F. Reference intervals estimation and Statistical analyses.

The dataset (n=25) consisted of samples from 10 female and 15 males, between the ages of 21 and 64. Each donor was represented only once in the dataset. Outliers, identified by a Box-Cox transformation algorithm, were excluded from reference interval calculations. After removing outliers, 95% reference intervals were calculated using a robust procedure. This procedure is reported to perform well with small sample sizes and provide intervals that more closely resemble the underlying distribution. Finally, 90% confidence intervals were calculated using a bootstrapping method. All computations were performed in R v4.0.5 implementing the reference intervals package.

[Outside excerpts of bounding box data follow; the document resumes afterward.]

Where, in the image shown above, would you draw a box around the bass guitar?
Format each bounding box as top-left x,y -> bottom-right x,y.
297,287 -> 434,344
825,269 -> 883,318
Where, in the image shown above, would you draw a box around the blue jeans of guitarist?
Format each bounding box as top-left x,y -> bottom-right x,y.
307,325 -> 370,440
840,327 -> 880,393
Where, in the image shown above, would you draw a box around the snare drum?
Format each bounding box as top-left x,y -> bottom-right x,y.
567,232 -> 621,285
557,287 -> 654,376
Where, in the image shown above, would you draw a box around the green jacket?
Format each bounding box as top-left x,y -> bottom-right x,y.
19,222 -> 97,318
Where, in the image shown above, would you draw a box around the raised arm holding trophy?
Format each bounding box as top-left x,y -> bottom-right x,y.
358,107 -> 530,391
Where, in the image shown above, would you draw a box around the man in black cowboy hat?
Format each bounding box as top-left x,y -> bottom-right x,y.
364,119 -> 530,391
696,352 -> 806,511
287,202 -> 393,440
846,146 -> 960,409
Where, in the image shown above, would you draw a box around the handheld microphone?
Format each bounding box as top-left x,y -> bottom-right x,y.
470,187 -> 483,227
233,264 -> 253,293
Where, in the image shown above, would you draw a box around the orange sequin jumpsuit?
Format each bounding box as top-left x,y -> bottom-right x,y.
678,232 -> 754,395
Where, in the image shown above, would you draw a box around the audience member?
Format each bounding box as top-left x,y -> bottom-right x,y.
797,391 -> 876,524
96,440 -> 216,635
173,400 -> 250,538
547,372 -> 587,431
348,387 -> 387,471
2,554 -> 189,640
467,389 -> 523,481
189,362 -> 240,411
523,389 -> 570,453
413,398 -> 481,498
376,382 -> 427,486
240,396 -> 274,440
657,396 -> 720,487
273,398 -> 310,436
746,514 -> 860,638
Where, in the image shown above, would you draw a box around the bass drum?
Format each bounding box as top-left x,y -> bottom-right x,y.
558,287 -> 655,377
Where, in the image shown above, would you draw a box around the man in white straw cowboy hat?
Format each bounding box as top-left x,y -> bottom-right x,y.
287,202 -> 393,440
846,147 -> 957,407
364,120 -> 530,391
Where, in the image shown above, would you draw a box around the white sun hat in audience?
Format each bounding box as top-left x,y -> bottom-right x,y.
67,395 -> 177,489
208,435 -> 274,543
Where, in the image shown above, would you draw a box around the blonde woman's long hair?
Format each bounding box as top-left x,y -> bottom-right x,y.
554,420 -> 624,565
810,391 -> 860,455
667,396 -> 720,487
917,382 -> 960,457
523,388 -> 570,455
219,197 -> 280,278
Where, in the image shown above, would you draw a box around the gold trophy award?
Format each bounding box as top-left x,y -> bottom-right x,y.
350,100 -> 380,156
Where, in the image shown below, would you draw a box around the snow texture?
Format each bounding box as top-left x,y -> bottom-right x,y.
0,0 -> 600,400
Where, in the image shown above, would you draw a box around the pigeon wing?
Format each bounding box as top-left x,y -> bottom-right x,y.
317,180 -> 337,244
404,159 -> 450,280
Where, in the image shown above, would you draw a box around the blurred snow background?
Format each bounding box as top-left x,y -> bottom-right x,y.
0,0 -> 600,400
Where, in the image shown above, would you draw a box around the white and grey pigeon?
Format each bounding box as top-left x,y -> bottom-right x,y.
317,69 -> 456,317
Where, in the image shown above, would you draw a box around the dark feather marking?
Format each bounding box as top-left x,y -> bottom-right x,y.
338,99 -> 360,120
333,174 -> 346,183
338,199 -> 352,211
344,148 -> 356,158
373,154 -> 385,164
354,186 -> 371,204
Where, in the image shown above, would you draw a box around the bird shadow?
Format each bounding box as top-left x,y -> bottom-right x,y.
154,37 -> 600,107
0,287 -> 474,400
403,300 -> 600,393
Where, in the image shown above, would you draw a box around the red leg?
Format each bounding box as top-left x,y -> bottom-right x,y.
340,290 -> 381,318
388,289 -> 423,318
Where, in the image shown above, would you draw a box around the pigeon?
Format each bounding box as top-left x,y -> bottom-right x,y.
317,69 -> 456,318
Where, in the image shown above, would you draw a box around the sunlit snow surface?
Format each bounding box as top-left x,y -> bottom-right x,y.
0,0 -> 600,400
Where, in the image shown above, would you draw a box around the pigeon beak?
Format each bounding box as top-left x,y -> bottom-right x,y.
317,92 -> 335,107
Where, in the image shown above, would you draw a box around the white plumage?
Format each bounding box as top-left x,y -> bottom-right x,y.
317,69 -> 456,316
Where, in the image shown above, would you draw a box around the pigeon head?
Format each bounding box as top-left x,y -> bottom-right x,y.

Differences between groups were evaluated by linear mixed effects models (restricted maximum likelihood) with subject and treatment as a random and fixed effects, respectively. Analysis of apheresis platelets included an interaction for storage day and storage solution. When residuals diagnostic plots revealed deviation from normality or non-constant variance, the data were transformed (log2, square-root, etc.) and revaluated. For multiple comparison testing, Dunnett's test was used to compare treatments to vehicle control, while Tukey's test was used for all pair-wise comparisons. Due to censoring, Retraction Time data were analyzed using the logrank test. All statistical computations were performed in R v4.0.5 implementing the lme4, multcomp, and survival packages. *p<0.05, **p<0.01, ***p<0.001. Data were plotted with GraphPad Prism v9.2.0.

G. Results.

Thrombin was used to initiate the assay reaction (clot formation and platelet activation). However, agonist-induced calcium flux is known to impact platelet function and variable platelet activation may affect the method's precision. To optimize the method's repeatability and reproducibility, the assay conditions were varied for platelet (n=6). CaCl2 (n=5), and thrombin (n=5) concentrations.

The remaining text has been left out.